The role of Madam Butterfly was superbly performed by a young Korean soprano, Elena Dee, in her first professional role. I got the impression reading the review in the Metro that Ellen Kent, whose production it was, doesn’t like overweight opera singers and won’t employ them no matter how good their voices are. However, my friend Maria reckons that opera is one of the performing arts where looks, age and body shape don’t matter; only the voice matters. I tend to disagree when opera is a viewing spectacle and Elena Dee, being young and good looking, really looked the part of Madam Butterfly, played a wonderful tragic heroine and had the most gorgeous voice. The tenor, Andriy Perfilov, playing Lieutenant Pinkerton was excellent and being young, handsome and fit really suited for the role.

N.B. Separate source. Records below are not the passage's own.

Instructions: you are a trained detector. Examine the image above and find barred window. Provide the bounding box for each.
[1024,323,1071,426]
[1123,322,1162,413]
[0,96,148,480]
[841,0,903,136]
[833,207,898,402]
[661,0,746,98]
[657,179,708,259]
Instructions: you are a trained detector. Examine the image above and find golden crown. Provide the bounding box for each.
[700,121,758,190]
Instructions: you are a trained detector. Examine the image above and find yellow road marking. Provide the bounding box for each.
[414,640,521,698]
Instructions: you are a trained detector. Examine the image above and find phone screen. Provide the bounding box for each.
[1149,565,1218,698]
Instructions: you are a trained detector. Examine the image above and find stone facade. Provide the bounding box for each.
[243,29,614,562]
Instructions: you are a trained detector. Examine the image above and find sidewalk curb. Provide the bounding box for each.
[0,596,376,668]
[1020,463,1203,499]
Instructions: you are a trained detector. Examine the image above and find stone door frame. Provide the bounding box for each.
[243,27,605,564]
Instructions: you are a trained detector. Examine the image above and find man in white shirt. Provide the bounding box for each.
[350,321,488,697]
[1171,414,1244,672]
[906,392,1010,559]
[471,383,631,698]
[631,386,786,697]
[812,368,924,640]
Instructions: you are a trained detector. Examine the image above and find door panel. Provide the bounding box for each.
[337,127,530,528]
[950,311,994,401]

I’ve heard several versions of the famous aria at the beginning of the second act, and Elena Dee’s that we heard last night was absolutely gorgeous. However, I’m going to be really picky now and say that Maria and I agreed that her voice tended to lose its power in the lower registers - the best versions of Madam Butterfly that I’ve heard have a warmth and power and vibrancy in the lower notes which to me really packs an emotional punch, but she’s a young singer and certainly has a beautiful voice and I’m sure this will come in time.
There was tremendous applause for her at the end of the show and tremendous applause, as well as some boos and hisses, for Andriy Perfilov in his role as the cad Pinkerton.
The audience were the usual middle aged couples but also a surprising, to me, number of young people dressed up for the evening (well young women to be exact as I don’t think Madam Butterfly would normally attract groups of young men on a night out).
I’ve never been to the Alexandra Theatre before and the seats we were sat in were quite good as they were at the corner of the grand circle - not right at the top, but with a wall behind us so that we could lean forward without annoying anyone behind.
It was a wonderful evening and I’ll certainly go and see another Ellen Kent production if I get the chance.